Rape and Death of a Housewife par Alligator
Je ne comprends pas l'édition DVD française. Je viens de voir un film de Chusei Sone plutôt moyen sorti chez Wild Side et ce très beau film de Noburu Tanaka n'est pas édité en France! Aberrant, scandaleux même! On marche sur la tête! C'est n'importe quoi!
Parce que ce film n'a qu'un défaut, son titre qui spoile sa fin, alors qu'on avait tout à gagner de découvrir le terme sanglant de cette histoire. En conclusion morbide d'une trajectoire désespérée, inconsciente d'une jeunesse perdue.
C'est un film noir par excellence. On a trois jeunes mecs paumés, des ados qui ont laissé tomber l'école pour des petits boulots. Ils vivent plus ou moins chez leurs parents, sont en conflit avec eux bien souvent. Ils ne pensent qu'à baiser, se pinter, trouver quelques rapines pour se payer du bon temps. Des losers patentés en somme, prêts à faire naufrage.
En sont-ils conscients? Compliqué d'y répondre. Ils livrent une bataille quotidienne pour l'oublier. Ils passent leur temps à fuir cette réalité. Ils se lient d'amitié avec un pêcheur un brin alcoolo. Mais un soir de beuverie, ils pètent un câble, violant sa femme. Pire, elle meurt étouffée sous leurs assauts.
Sur le papier, cette histoire peut ne représenter qu'un fait-divers sordide mais presque banal. Or, Noboru Tanaka en fait un récit déchirant, qui m'a fortement remué.
D'abord personne n'est montré du doigt. Pas même les jeunes. Ni leurs parents : tout le monde est dépassé, subit l'absurdité de cet univers étroit. Personne n'est dépeint comme un coupable moral. Ou disons qu'on nous montre les circonstances qui peuvent, sinon excuser, au moins expliquer cette tragédie. Les ados ne sont pas des assassins en puissance.
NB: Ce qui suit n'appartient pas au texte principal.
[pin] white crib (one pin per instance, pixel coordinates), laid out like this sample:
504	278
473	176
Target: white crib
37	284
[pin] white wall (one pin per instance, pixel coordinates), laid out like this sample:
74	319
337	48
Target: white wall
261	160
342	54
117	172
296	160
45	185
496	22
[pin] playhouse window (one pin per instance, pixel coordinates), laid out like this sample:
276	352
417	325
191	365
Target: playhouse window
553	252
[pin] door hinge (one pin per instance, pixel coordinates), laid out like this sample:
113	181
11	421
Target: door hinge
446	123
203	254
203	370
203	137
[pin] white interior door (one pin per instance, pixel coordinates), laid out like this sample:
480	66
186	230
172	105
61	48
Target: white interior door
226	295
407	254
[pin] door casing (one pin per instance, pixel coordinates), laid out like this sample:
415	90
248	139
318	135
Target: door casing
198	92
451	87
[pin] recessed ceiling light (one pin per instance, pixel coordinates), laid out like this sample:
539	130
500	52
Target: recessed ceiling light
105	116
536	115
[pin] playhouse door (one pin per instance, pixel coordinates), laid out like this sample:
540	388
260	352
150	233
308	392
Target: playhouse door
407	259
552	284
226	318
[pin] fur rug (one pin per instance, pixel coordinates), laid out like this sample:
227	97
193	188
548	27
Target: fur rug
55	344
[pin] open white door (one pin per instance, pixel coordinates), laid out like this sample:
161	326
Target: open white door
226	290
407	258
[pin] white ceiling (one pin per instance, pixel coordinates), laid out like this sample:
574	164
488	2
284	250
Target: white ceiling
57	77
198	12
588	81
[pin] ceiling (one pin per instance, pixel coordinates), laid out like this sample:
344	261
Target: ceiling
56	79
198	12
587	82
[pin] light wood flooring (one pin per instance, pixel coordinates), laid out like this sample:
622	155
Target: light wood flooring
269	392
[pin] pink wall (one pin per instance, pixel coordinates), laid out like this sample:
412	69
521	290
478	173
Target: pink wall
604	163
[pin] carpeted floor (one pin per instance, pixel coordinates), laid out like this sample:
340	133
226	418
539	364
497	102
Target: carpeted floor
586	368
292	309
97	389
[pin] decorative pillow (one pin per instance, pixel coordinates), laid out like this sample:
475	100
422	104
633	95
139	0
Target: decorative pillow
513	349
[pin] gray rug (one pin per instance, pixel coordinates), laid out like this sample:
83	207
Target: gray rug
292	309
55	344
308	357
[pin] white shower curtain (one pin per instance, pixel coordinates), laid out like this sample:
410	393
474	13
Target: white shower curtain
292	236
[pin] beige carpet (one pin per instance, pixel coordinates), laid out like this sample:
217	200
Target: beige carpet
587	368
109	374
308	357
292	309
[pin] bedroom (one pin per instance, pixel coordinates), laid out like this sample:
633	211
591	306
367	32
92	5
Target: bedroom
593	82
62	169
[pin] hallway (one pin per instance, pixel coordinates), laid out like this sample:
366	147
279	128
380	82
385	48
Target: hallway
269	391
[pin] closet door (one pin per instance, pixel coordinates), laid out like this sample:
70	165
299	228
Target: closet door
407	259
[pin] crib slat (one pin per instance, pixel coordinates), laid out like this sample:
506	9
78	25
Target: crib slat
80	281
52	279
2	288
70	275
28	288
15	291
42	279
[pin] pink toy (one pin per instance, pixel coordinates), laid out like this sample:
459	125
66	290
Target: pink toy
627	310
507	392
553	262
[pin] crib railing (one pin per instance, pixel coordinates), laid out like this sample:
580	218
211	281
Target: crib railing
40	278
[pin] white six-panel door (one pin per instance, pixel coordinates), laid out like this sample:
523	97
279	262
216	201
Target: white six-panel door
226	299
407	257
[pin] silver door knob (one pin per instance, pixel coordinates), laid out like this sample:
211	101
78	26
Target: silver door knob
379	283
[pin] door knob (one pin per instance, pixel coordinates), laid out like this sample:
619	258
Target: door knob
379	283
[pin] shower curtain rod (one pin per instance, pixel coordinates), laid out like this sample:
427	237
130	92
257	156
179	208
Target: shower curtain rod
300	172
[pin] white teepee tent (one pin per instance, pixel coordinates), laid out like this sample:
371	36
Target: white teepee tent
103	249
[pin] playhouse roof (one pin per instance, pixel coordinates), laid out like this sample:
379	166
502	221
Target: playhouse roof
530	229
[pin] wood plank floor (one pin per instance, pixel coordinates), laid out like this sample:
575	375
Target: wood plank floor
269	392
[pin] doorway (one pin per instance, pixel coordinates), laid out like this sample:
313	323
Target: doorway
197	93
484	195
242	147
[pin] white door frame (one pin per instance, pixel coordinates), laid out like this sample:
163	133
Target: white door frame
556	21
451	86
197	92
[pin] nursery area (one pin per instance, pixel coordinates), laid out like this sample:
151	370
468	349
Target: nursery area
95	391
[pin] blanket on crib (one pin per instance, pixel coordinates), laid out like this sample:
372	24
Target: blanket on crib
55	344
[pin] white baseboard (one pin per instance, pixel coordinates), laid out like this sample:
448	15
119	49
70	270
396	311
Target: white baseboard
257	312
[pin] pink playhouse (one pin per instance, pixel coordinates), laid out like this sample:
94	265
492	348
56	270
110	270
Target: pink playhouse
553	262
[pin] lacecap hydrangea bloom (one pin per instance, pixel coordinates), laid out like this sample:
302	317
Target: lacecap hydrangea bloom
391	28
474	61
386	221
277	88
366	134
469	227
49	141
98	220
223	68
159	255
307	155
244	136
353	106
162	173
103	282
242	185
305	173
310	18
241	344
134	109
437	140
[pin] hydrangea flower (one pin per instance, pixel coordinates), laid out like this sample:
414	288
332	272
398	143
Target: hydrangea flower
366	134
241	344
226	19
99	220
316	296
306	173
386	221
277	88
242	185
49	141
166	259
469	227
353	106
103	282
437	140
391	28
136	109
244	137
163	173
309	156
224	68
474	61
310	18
Ils peuvent apparaître même presque sympathiques, rejetés par tout le monde.
C'est un Japon d'incompréhension. On est dans un monde entre ville et campagne, un entre-deux flou. On pêche, on cultive les champs, on fait des routes, on fait le taxi. Les liens entre générations sont coupés. Trop difficiles à maintenir.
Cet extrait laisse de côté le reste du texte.